Soren Gordhamer, from “Happiness — There’s an App for That,” Buddhist Geeks Podcast #161 (March 1, 2010):

Wisdom 2.0: Ancient Secrets for the Creative and Constantly Connected There probably are people on the planet today who can actually live fully present in every waking moment of their life, right? 24/7. Like, somehow their ego and their old patterns have completely gone. But for the rest of us, we’re somewhere in the middle, right? There’s a certain level of awakening, but there’s not kind of a full level of awakening. And so for us, I think it particularly helps to have some time each day where we’re just quiet. We’re not taking in new information. We’re kind of emptying our cup. You know the old Zen story where the professor goes to the Zen master and says, “I know all this information about Zen,” and starts telling the Zen master all the information he has. And the Zen master responds by saying, “Would you like some tea?” And the professor says, “Yes.” And he starts pouring him tea, but even as the cup is full, he just keeps pouring and pouring and pouring. And the professor says, “Stop pouring.
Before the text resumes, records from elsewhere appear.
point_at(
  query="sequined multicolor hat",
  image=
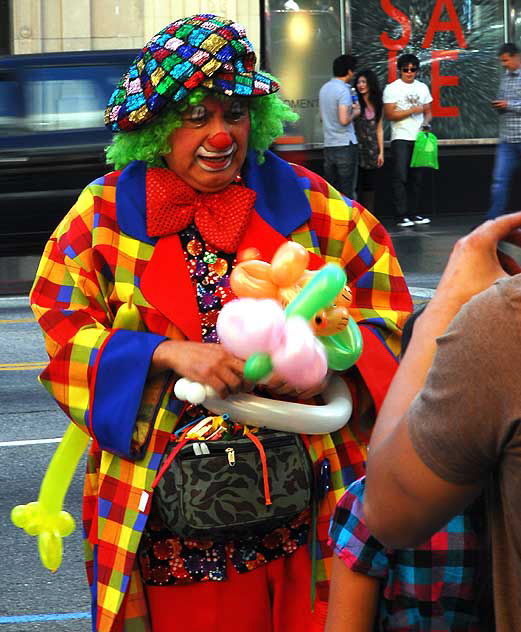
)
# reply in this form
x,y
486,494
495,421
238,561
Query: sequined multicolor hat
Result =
x,y
202,50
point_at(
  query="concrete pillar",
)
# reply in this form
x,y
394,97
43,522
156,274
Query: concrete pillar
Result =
x,y
26,21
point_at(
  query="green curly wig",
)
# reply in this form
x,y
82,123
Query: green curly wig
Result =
x,y
268,114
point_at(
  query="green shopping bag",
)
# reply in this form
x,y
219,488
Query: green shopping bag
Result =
x,y
425,152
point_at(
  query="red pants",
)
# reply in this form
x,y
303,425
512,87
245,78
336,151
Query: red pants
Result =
x,y
272,598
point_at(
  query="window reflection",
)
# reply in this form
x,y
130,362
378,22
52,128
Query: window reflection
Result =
x,y
301,46
457,51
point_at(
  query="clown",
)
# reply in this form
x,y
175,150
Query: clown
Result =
x,y
194,185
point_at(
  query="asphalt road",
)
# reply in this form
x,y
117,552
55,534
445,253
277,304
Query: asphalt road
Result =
x,y
33,599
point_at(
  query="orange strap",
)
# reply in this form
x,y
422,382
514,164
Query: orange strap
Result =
x,y
265,478
169,460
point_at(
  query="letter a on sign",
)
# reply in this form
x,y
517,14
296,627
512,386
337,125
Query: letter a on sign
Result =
x,y
436,24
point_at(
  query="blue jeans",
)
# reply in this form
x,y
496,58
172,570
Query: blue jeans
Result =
x,y
341,168
508,157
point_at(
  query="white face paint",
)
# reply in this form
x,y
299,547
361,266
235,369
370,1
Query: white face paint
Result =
x,y
193,157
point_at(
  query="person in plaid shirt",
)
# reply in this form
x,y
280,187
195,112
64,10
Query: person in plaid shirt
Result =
x,y
194,186
508,106
433,587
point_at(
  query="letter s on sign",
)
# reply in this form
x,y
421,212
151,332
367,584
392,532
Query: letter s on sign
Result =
x,y
403,21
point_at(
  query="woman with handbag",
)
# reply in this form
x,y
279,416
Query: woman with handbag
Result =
x,y
195,186
370,136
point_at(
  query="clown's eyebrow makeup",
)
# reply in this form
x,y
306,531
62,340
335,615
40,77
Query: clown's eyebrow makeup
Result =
x,y
234,111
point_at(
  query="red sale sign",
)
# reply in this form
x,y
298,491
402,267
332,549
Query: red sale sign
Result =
x,y
443,18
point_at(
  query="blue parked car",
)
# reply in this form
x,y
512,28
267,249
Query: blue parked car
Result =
x,y
52,137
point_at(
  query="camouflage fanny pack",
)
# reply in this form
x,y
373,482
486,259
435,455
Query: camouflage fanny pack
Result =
x,y
222,489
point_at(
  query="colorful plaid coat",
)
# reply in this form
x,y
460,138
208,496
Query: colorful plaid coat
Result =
x,y
97,258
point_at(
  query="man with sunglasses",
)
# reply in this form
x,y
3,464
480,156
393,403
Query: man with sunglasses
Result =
x,y
508,106
407,105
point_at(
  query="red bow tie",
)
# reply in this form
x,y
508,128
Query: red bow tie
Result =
x,y
173,205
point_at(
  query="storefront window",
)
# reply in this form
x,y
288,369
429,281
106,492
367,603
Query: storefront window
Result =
x,y
455,40
302,39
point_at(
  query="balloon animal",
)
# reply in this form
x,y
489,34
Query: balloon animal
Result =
x,y
45,517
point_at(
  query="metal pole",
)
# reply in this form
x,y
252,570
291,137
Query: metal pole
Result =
x,y
508,21
345,26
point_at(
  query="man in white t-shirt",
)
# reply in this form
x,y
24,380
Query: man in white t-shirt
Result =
x,y
407,105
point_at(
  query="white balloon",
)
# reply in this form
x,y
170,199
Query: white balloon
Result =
x,y
254,410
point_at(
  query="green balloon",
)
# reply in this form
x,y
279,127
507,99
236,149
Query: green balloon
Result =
x,y
343,349
319,293
257,366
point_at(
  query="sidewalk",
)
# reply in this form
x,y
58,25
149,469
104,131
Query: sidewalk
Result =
x,y
424,251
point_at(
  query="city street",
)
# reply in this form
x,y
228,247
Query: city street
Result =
x,y
31,424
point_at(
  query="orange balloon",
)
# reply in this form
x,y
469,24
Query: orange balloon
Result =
x,y
288,264
250,279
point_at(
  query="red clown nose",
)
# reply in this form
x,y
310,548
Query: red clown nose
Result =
x,y
221,140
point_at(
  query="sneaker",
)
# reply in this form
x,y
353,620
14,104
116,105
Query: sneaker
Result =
x,y
405,222
419,220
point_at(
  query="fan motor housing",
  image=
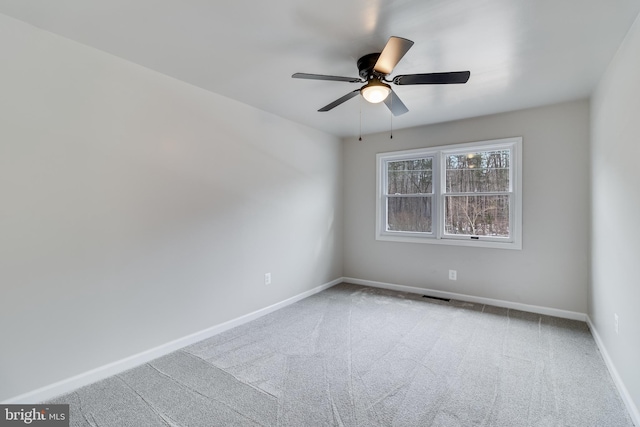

The cup won’t take any more tea.” And he says, of course, “Just like the cup, your mind is so full of information, it can’t take any more.”

So I think that for those of who are trying to balance this life of mindfulness and technology, it’s extremely important to have some time where we’re not taking in information and we’re bringing attention to our breath and our internal world. And we’re not as focused on our external world. But then the challenge, of course, is to not become a good meditator. The challenge is to become awake, right? And to bring that sense of awareness and full engagement no matter what we’re doing. And if we’re checking email, can we do that fully? If we’re tweeting, can we do that fully? Whatever it is, can we bring our full attention to that? And that whatever we imagine our life is going to be in the next moment, we never know. We don’t even know what the next five seconds is going to be like, much less the next day. And I think that if we can use or engage with technology that’s fully engaged in the moment, I think then technology can be something that we use rather than something that uses us. And I think for millions of people in our culture right now, technology actually feels like something that uses them rather than something they kind of creatively engage with.